Musical instruments of all kinds are divided into categories, or "families," depending on how they produce their tones. Instruments that make their sound when a player buzzes the lips into a long, twisted tube are called "brass instruments," even though they are not always made of brass. The standard instruments in the brass family have a range of timbres, pitch regions and playing styles. These instruments can be found playing together in large ensembles.

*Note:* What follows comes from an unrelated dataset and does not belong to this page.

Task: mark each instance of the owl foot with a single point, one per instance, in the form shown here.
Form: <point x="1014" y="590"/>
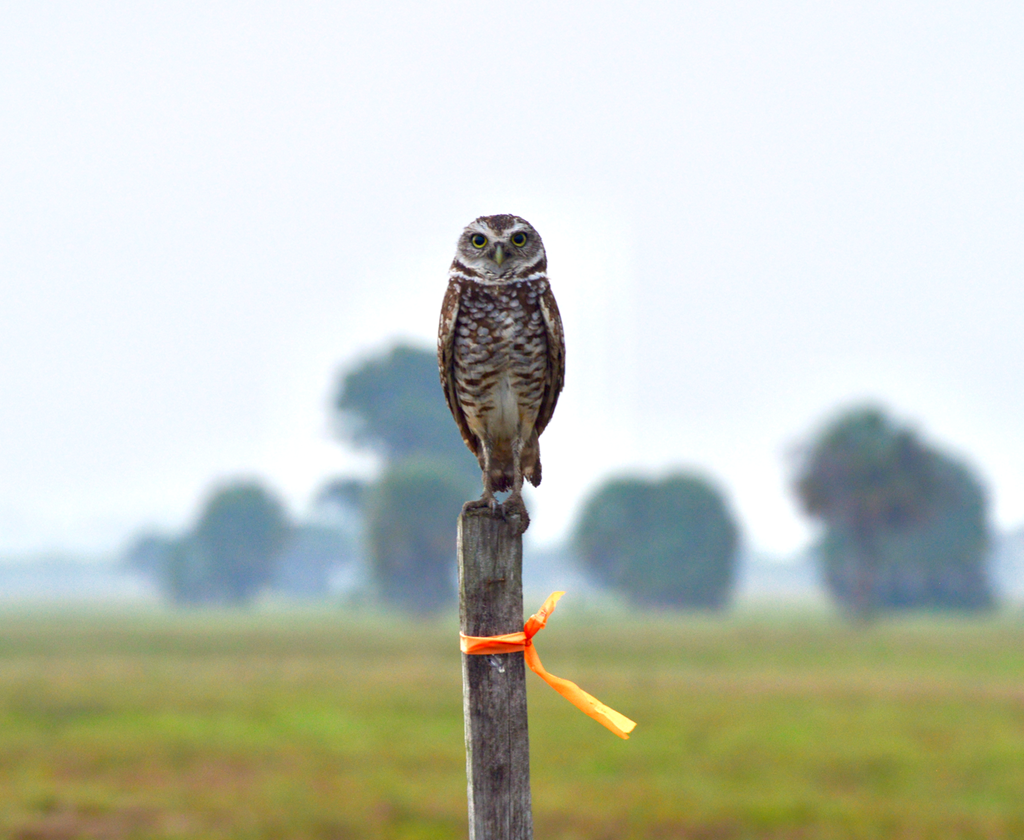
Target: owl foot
<point x="485" y="502"/>
<point x="515" y="513"/>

The trumpet is the smallest instrument in the standard brass family and the highest in pitch. In classical and jazz sections, trumpet parts are written to lead the rest of the brass family in style and interpretation. The trumpet sound is the easiest to hear and pick out of the section. The trumpet is a conical brass instrument, which means the bell flares dramatically and suddenly in shape, creating a piercing, forward-sounding tone.
The French is, in many ways, the most unusual brass instrument. Its tubing length is close to that of the tuba (the largest and lowest), but it has a small mouthpiece, suited for playing notes in the high range. This gives the instrument a very wide range. It is also the only instrument played with its bell facing backwards. It is also tuned to be a little too high in pitch (compared to standard tuning) to accommodate the effects of the player's hand held in the bell. The French horn is a cylindrical brass instrument; the gradual flare to the bell gives it a warm, wafting and ambient sound.
The trombone is a large conical brass instrument. Its sound would be similar to a low-pitched trumpet were it not for the effects of the slide. Where other instruments' pitches are (partly) controlled through valves that open or close off sections of tubing, the trombone is controlled by a slide that effectively makes the instrument longer or shorter. This gives the trombone a smooth, fluid and mellow sound on its note changes, as opposed to the crisp and sharp note changes on other instruments.
The tuba is the lowest pitched of the standard brass instruments, as well as the largest. It plays in the same range as the lowest part of the piano or other bass orchestral instruments (i.e., double bass or contrabassoon). It has a cylindrical brass shape that creates a low, booming sound that resonates deeply and widely throughout a room without cutting through the orchestra.
The euphonium and baritone are two different instruments, though they are similar and often confused. Both look and sound like a miniature tuba, though they play in the same mid-low range as the trombone. The difference is in their shape and the resultant sound; the baritone is conical and narrower while the euphonium is cylindrical and wide. The instruments are standard in concert bands and brass bands but rarely used in orchestras.